(1928 ― 2016)
Harold Cohen was a British artist whose innovations at the forefront of technology changed the face of computer art. Unfolding where art and artificial intelligence intersect, Cohen's artistic practice was punctuated by his famed invention of AARON, a computer programme designed to create art independently. Cohen's work attracted global attention and was exhibited at major institutions such as Tate London and SFMOMA.
Having graduated from Slade School of Fine Art, Cohen's first solo exhibition was held at Ashmolean Museum, Oxford in 1951. Further solo shows followed, including at Whitechapel Gallery in 1965. Cohen represented the UK at the 1966 Venice Biennale, Documenta III, the Paris Biennale, and the Carnegie International.
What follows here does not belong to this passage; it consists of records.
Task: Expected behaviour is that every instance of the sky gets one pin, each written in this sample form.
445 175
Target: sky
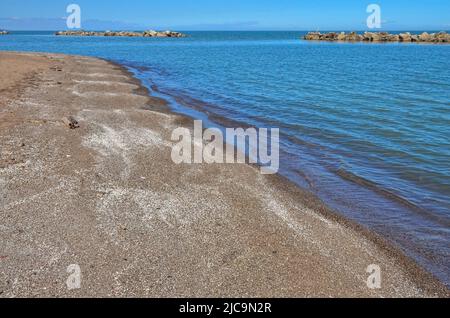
185 15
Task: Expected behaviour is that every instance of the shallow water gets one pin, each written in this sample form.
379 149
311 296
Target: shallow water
364 126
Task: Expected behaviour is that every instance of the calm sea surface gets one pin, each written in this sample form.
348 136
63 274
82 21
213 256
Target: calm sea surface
366 127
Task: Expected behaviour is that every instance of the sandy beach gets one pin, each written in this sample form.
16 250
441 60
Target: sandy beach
107 197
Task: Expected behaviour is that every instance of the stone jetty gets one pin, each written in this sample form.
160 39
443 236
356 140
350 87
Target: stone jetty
146 34
441 37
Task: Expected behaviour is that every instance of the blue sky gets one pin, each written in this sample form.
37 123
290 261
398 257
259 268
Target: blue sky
226 14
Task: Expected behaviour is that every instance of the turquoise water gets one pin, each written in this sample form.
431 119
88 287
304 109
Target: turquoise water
364 126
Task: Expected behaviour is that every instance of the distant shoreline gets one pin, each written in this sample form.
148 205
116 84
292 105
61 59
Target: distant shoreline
425 37
107 196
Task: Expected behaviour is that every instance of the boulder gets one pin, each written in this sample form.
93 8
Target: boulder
425 37
341 36
405 37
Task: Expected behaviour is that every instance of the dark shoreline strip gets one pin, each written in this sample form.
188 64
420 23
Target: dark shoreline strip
418 274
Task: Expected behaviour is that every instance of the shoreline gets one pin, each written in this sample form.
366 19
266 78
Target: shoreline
285 196
197 109
282 181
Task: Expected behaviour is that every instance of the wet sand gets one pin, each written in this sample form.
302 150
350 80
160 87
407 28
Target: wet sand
108 197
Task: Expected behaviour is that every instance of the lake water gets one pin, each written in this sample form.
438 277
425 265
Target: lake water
366 127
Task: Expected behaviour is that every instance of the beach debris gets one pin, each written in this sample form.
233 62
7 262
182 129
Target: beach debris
146 34
71 122
441 37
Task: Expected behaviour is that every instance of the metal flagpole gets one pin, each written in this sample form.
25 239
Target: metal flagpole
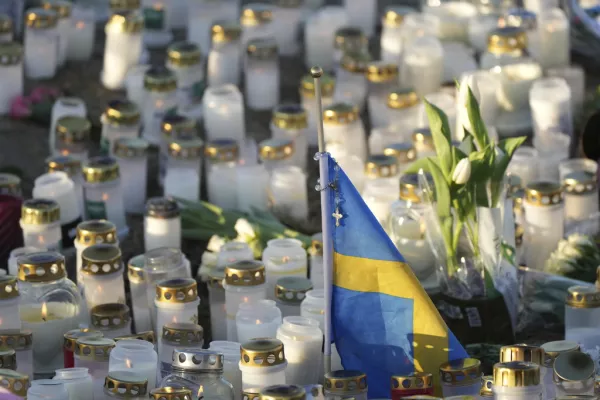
326 222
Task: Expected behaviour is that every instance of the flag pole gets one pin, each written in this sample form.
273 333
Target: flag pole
326 213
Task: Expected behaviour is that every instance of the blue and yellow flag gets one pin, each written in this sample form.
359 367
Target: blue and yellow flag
383 322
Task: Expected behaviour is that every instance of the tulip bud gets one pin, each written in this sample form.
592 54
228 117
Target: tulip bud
462 172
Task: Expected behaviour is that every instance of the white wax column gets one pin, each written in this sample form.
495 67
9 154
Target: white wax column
302 340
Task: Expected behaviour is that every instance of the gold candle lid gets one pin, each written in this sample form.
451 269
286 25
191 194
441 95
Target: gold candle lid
516 374
184 54
402 98
16 340
417 380
61 7
573 366
40 18
276 149
183 333
256 14
110 316
15 382
340 114
96 231
96 349
126 384
307 86
131 147
177 290
170 393
580 182
46 266
122 113
292 289
282 392
11 53
226 31
101 259
222 150
507 39
8 287
345 381
71 337
523 353
160 79
381 166
382 71
460 372
101 169
290 116
262 352
245 273
583 297
126 21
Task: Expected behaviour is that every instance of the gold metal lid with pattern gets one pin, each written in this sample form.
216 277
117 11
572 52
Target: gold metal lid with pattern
46 266
345 382
583 297
262 352
402 98
110 316
125 384
101 169
460 372
171 393
8 287
183 333
381 166
177 290
40 18
282 392
292 289
96 349
245 273
516 374
276 149
417 380
184 54
15 382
Cohen relocated to the United States as a visiting lecturer at the University of California, San Diego, in 1968. Cohen remained at UC San Diego (UCSD) for almost three decades, as professor, chairman of the Visual Arts Department and eventually in 1992, director of the Centre for Research in Computing and the Arts. During this time Cohen began work on AARON, a venture to which he would devote the next five decades, instigating new areas of study and pioneering generative art.
After his retirement from UCSD, he continued to work on AARON and produce new artwork in his studio in Encinitas, California. In 2014, Cohen received the ACM SIGGRAPH Distinguished Artist Award for Lifetime Achievement in Digital Art.